Variation in Maturity-Onset Diabetes of the Young genes influence response to interventions for diabetes prevention
Variation in genes that cause Maturity-Onset Diabetes of the Young (MODY) has been associated with diabetes incidence and glycemic traits.
This study aimed to determine whether genetic variation in MODY genes leads to differential responses to insulin-sensitizing interventions.
DESIGN AND SETTING:
This was a secondary analysis of a multicenter randomized clinical trial, the Diabetes Prevention Program (DPP), involving 27 U.S. academic institutions. We genotyped 22 missense and 221 common variants in the MODY-causing genes in the participants in the DPP.

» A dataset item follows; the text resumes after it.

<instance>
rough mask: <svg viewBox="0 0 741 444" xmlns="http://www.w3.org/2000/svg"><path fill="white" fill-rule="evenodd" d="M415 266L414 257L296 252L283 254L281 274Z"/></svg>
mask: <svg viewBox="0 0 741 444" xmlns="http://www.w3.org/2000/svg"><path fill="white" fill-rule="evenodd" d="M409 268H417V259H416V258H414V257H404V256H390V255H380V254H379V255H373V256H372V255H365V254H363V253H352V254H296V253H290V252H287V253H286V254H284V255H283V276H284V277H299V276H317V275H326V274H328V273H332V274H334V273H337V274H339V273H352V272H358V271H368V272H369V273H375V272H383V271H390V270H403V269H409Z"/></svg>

PARTICIPANTS AND INTERVENTIONS:
The study included 2806 genotyped DPP participants randomized to receive intensive lifestyle intervention (N=935), metformin (N=927), or placebo (N=944).
MAIN OUTCOME MEASURES:
Association of MODY genetic variants with diabetes incidence at a median of 3 years and measures of one-year beta-cell function, insulinogenic index (InsIndex) and oral disposition index (DIo). Analyses were stratified by treatment group for significant SNPÃ—treatment interaction (Pint<0.05). Sequence kernel association tests examined the association between an aggregate of rare missense variants and insulinogenic traits. RESULTS: After one year, the minor allele of rs3212185 (HNF4A) was associated with improved beta-cell function in the metformin and lifestyle, but not placebo groups; the minor allele of rs6719578 (NEUROD1) was associated with an increase in insulin secretion in the metformin group, but not in the placebo and lifestyle groups. CONCLUSIONS: These results provide evidence that genetic variation among MODY genes may influence response to insulin-sensitizing interventions.